晏同殊眸光微动:“既如此,路可通了?”靳池笑了:“晏大人果然敏锐。路么,通了一半,尚有一半,心有余而力不足。”

晏同殊又问:“那已通的一半与豫国伯府失窃可有关?”靳池点头。

晏同殊“过分正直"的大名他久仰已久,他信任晏同殊,自然不愿多做隐瞒。
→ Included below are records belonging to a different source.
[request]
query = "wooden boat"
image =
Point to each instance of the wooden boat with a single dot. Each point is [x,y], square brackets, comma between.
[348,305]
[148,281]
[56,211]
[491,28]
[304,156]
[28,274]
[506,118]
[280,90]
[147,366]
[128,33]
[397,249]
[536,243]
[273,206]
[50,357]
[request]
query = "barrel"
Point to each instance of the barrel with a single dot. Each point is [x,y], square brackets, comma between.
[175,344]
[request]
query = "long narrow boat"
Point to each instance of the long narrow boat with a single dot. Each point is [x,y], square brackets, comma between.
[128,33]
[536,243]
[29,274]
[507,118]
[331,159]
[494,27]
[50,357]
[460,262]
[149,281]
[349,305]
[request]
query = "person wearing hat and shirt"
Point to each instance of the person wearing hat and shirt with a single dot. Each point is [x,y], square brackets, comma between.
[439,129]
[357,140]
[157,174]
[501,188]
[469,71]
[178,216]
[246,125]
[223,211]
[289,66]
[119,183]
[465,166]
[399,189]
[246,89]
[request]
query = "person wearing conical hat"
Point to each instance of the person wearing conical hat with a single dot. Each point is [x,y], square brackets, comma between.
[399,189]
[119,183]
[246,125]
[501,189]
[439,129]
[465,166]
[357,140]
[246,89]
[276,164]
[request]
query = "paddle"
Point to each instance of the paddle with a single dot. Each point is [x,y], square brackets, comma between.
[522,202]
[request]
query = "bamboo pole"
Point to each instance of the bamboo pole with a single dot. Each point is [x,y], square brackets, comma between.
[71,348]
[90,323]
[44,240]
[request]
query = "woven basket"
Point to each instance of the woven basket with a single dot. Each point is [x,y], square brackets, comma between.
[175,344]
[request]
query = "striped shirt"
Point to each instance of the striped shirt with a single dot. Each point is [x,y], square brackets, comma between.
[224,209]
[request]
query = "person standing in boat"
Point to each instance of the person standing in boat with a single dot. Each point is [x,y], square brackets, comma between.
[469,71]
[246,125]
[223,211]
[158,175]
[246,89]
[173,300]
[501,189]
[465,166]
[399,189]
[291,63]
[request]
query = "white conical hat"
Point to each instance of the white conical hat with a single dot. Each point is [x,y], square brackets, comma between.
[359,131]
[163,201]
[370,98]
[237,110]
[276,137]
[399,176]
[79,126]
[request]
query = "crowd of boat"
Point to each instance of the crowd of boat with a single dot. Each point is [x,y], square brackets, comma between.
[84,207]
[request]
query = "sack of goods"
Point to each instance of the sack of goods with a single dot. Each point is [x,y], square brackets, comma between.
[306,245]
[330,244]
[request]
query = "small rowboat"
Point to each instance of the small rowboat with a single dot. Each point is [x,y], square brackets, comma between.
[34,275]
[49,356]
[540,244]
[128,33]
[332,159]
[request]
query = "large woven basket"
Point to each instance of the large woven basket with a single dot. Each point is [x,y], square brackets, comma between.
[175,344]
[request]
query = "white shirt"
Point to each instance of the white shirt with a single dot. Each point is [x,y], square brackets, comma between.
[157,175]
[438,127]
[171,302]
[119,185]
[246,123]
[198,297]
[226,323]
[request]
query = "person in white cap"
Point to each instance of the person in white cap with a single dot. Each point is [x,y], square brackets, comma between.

晏同殊睫毛扇动:“本官尚有一问,想请教靳大人。”靳池:“晏大人尽管问,若是能说,下官知无不言。”晏同殊:“豫国伯府失窃后,豫国伯十分紧张恼怒,下令全部下人搜身。如此重要的东西,想必他们藏得很严实,即便投石问路,若是没有人里外呼应,想必也找不到东西在哪。”

靳池点头:“确实有人相助下官。”

晏同殊立刻追问:“澹台明珠?”

靳池再度面露讶色:“晏大人如何知道的?”晏同殊:“豫国伯府的主要产业在酒楼,田租,米铺,胭脂水粉,首饰店等。除了田租,酒楼和米铺等其他生意都由澹台明珠打理。澹台明珠管正经生意,但她是妾,人身权财产权都属于宁渊,没有独立调动银钱的资格。豫国伯在朝政上话语权不大,参与的也不多,不会惹上什么事,而你是江南转运使,职司钱粮漕运。和豫国伯的生意对得上。从豫国伯的反应来看,失窃的东西很重要,能接触这么重要东西的人,整个豫国伯府都很少。整个豫国伯府,尚算干净,又能接触生意,还有良知的,我只能想到澹台明珠。”晏同殊说完,靳池忽而起身,笑着朝晏同殊深深一揖:“晏大人,下官彻底服了。”

晏同殊更震惊。

这人怎么忽然行大礼。

张究在旁轻笑:“靳大人,矜持些。”

靳池直身,朗然一笑:“下官在外地之时便久仰晏大人大名,有人说晏大人刚正不阿,有人说晏大人过刚迂腐,也有人赞晏大人慧眼如炬。”真的么?

无人不爱听人夸,晏同殊也不例外。

她眨眨眼,眼睛亮闪闪地看着靳池,她现在已经这么有名了吗?是名扬四海,人人称赞的那种有名吗?

靳池笑道:“今日一见,果然心细如尘,洞隐烛微。”晏同殊表面淡定,内心羞涩。

这么夸她,她会骄傲的。

不过多夸几句也无妨。

正当晏同殊期待的时候,靳池话锋一转:“是如此。”靳池长叹一声,坦然承认:“不瞒大人,下官与澹台姑娘…实是旧识。下官六年前回京述职时,路过运州,在客仙居吃过饭。那时澹台姑娘年方十五,便已显露出过人的经商大才。

下官点了几道菜,澹台三刀见下官是官,过来与下官客套,两人聊了几句,他说起这个女儿骄傲之余亦存忧虑。当时尤为感叹,澹台姑娘一个女子本事太强,很难找到一个合适的人家。”